Major incontinence has considerable social consequences and demands an effort at some form of definitive therapy. Overlapping sphincteroplasty, simple apposition of external sphincter muscle, and Parks’ postanal repair provide excellent results in most patients who have adequate residual sphincter
muscle mass. Muscle transposition is reserved for situations in which massive trauma or infection in the perineum has destroyed the bulk of the patient’s sphincter mechanism.
 
The gluteus maximus muscle is ideally suited for transposition to the perianal region. It is a well-vascularized muscle supplied by the inferior gluteal artery and innervated by the inferior gluteal nerve. It is a natural synergist of the external sphincter. Compared with the gracilis muscle, the gluteus maximus
muscle is larger and stronger. It provides adequate muscle bulk around the anal canal.
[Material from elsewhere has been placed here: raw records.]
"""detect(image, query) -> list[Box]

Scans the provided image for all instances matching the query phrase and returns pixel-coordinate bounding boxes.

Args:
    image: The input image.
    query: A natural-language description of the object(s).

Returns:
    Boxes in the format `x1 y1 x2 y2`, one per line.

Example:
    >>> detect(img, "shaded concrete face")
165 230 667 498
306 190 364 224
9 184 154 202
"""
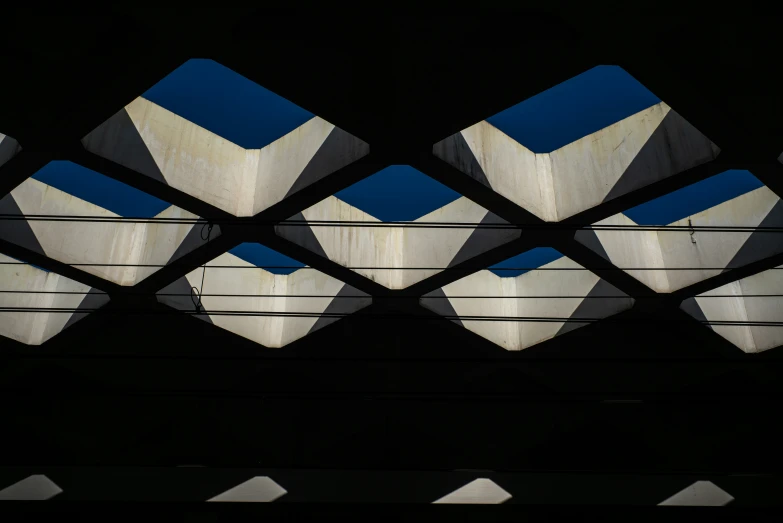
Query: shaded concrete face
0 133 22 166
433 103 719 222
421 257 634 350
82 98 370 217
275 196 520 289
0 178 220 285
575 187 783 293
0 254 109 345
681 266 783 353
157 253 372 348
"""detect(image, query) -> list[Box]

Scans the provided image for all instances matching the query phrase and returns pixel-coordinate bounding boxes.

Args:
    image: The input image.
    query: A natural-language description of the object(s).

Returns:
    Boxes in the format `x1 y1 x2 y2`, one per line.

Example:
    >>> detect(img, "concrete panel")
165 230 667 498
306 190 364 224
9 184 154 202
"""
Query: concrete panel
290 196 520 289
6 178 214 285
82 98 369 216
421 257 633 350
0 254 109 345
433 103 720 222
158 253 371 348
681 266 783 353
575 187 783 292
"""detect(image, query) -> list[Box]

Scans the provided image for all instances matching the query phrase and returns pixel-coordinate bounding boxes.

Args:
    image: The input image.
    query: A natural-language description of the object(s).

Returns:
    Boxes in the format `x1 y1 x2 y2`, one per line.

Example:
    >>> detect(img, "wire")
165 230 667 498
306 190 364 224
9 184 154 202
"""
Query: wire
0 214 783 233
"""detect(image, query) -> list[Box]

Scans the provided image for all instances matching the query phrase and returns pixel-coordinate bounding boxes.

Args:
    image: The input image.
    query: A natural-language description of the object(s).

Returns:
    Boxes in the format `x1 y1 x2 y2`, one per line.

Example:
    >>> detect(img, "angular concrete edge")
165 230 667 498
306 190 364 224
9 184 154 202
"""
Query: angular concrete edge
420 257 634 350
574 187 783 293
157 253 372 348
432 102 720 222
658 481 734 507
680 266 783 353
82 97 370 217
0 474 63 501
432 478 512 505
207 476 288 503
0 178 220 286
284 196 520 289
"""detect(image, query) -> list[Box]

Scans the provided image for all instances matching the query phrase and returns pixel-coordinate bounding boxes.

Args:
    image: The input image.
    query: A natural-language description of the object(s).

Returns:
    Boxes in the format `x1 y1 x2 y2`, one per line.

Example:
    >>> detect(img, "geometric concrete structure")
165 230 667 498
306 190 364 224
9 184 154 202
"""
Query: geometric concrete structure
575 181 783 293
0 254 109 345
658 481 734 507
0 162 220 285
82 97 369 217
0 133 21 165
680 266 783 353
207 476 287 503
275 186 520 289
0 474 63 501
157 249 372 348
433 102 719 222
432 478 512 505
420 251 634 351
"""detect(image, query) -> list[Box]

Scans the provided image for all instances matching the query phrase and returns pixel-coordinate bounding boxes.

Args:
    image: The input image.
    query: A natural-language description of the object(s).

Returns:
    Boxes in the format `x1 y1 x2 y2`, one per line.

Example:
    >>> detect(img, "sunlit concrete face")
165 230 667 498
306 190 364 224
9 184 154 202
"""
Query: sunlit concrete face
275 186 520 289
0 254 109 345
421 251 634 350
0 164 220 285
0 133 22 166
681 266 783 353
575 174 783 293
82 61 369 217
157 249 372 348
433 67 719 222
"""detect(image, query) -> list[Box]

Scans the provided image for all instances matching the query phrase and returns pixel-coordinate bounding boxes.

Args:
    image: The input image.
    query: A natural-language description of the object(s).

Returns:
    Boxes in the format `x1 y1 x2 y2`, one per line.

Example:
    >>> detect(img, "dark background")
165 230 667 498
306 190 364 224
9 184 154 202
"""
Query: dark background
0 4 783 517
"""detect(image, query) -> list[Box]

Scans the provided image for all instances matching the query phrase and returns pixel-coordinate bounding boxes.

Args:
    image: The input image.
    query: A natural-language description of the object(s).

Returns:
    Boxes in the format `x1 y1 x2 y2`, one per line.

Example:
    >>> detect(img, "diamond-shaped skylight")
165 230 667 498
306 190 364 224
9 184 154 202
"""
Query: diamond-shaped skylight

The gluteus muscle is activated during walking, which helps to maintain its trophic status and keeps continuous contraction even without electric stimulators. The inferior half of the muscle can be readily harvested without detriment to gait or pelvic stability.
 
In the majority of reports, distally based gluteus maximus flaps were created bilaterally because of the
inadequacy of length obtained from a one-sided flap. Some authors recommended a proximally based
flap. However, there is no consensus regarding which flap is longer and thus more suitable for transposition. The purpose of the present study was to evaluate the length of proximally based and distally based gluteus maximus flaps in soft cadavers after full mobilization as for transposition in anal sphincter reconstruction.